Core Ideas Six methods to obtain soil water content by single probe are presented and compared. Errors of estimated soil water content by six methods increase with water content. Heating duration affects soil water content estimation errors. Four of the six methods are probe dependent but can be easily calibrated. Each method works for some soils, and combining different methods is a solution. The estimation of soil thermal conductivity (λ) using the single‐probe heat pulse (SPHP) method is well known, but estimation of soil water content (θ) using the SPHP is poorly understood.

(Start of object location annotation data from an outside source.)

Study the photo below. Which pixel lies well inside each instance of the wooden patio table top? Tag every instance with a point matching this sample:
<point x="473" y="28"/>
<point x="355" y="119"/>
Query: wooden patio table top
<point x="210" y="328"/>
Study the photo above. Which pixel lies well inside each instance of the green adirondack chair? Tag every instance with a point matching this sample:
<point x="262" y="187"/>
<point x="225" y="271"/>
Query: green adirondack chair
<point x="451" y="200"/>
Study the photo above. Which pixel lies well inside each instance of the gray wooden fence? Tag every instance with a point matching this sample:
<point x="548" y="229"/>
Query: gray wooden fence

In this study, we examined six methods—λ, normalized cumulative temperature increase (TNcum), normalized maximum temperature increase (TNmax), and the reciprocals of each—for θ estimation using the SPHP. The temperature response curves of four soils at different θ were measured following 600‐s heat pulses with heating strengths of about 6 W m−1, from which λ, TNcum, and TNmax values were determined. The maximum measurement errors of these three methods were 0.11 m3 m−3 for the coarse sand and 0.01 m3 m−3 for the fine sand, sandy loam, and silty clay, except for 0.05 m3 m−3 for the fine sand by the λ(θ) method. The predicted θ from all of the λ, TNcum, and TNmax methods agreed well with that from the oven‐dry method for all soils with the exception of the TNcum(θ) and TNmax(θ) methods for the coarse sand for θ > 0.20 m3 m−3. The measurement errors and θ predictions of the 1/λ(θ) method were similar to that of the TNcum(θ) and TNmax(θ) methods, and that of the 1/TNcum(θ) and 1/TNmax(θ) methods were similar to that of the λ(θ) method. Because each of the six methods worked well for only some soils, improved estimations were obtained when the λ(θ) method was combined with the 1/TNcum(θ) [or 1/TNmax(θ)] method for coarse‐textured soils and the 1/λ(θ) method was combined with the TNcum(θ) [or TNmax(θ)] method for fine‐textured soils.